L’étude de R. de Oliveira (« “Je ne suis pas un menteur. Je ne suis pas un menteur moi.” Une contribution à la typologie des pragmatèmes », pp. 151-163) démontre que le double marquage pronominal du sujet à droite partage les mêmes traits structuraux et pragmatiques du pragmatème. À l’instar de celui-ci, ce dispositif de dislocation est figé, compositionnel et typique d’une situation d’énonciation donnée. En particulier, il est l’indice d’une infraction aux règles conversationnelles de politesse, marquant ainsi un certain malaise interactionnel.

B. Mounga a recours à la théorie de la Pertinence (Wilson & Sperber, 1986, 1989) pour expliquer les effets cognitifs de l’emploi conjoint du connecteur mais et de la négation en s’appuyant sur un corpus de presse (« Le fonctionnement pragmatique du connecteur mais après une structure syntaxique négative », pp. 165-187). Après avoir comparé les deux valeurs du connecteur (adversative et argumentative) après une négation descriptive et une négation métalinguistique, l’A. distingue trois effets cognitifs de mais avec valeur argumentative après une négation métalinguistique : l’annulation d’une ancienne hypothèse, le renforcement d’une ancienne hypothèse et l’ajout d’une nouvelle hypothèse.

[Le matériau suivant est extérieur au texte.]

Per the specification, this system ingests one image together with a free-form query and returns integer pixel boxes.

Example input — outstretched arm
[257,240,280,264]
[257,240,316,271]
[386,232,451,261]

Une étude de nature onomastique clôt le volume. B. Boresdon et I. Tamba (« Noms des mers et des océans : un système de nomination géographique transculturel », pp. 189-214) s’intéressent en effet aux hydronymes maritimes et démontrent, dans un premier temps, comment a été mis en place un système onomastique maritime unifié d’origine européenne et, dans un deuxième temps, comment il a été adapté dans des langues sinitiques (chinois, japonais et coréen).